It is known that the Le Maitre family (Le Meteren, le Maistre) came from the town of Enghien in Hainaut around 1600. The family members were Protestant craftsmen who fled from the Walloon region to the northern Netherlands. In 1626 a child was baptized in the Walloon Reformed Church in The Hague.

 

Hermanus le Maitre was born in The Hague on 25 December 1718 as the son of Adrianus Hermanusz (1681-1738) and Johanna Catharina Warnier (1687-1730). His father, like his grandfather, was a Master ‘Cnoopmaker ‘In The Hague.
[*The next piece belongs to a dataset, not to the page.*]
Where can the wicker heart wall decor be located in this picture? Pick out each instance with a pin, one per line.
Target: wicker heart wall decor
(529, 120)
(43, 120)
On 3 March 1748 he married Bartha Jacoba Maasman. Bartha was a daughter of the Hague silversmith Caspar Diederick Maasman. The following year, in 1749, he was admitted to the silversmiths’ guild in The Hague. Hermanus died at the age of 77 on April 3, 1796, five years after the death of his wife. In 1771 both lived in Voorburg on Westeinde close to the Geestbrug. It seems that the surname Le Maitre was only definitively used by Hermanus instead of the surname Le Meteren (le Maistre).

 

Hermanus’ surviving silver oeuvre mainly consists of corpus work, such as candlesticks and salvers, but also inccludeds cutlery. His grandfather and his father worked as button makers for the stadtholder’s court and for noble families, among others. Hermanus was married to a daughter of the Hague silversmith Maasman. It is assumed that he was apprenticed to his father-in-law who had been working as a silversmith in The Hague since 1724. The work of Hermanus Le Maitre indicates this. His designs show a lot of similarities with the well-known work of Maasman. The design of the candlesticks is very similar to Maasman’s candlesticks. A tentative assumption may be that the cast bases and stems of the candlesticks may have come from the same casting molds. These candlesticks, made in 1752, are early work by Hermanus le Maitre. He used the model until well into the 60s of the 18th century.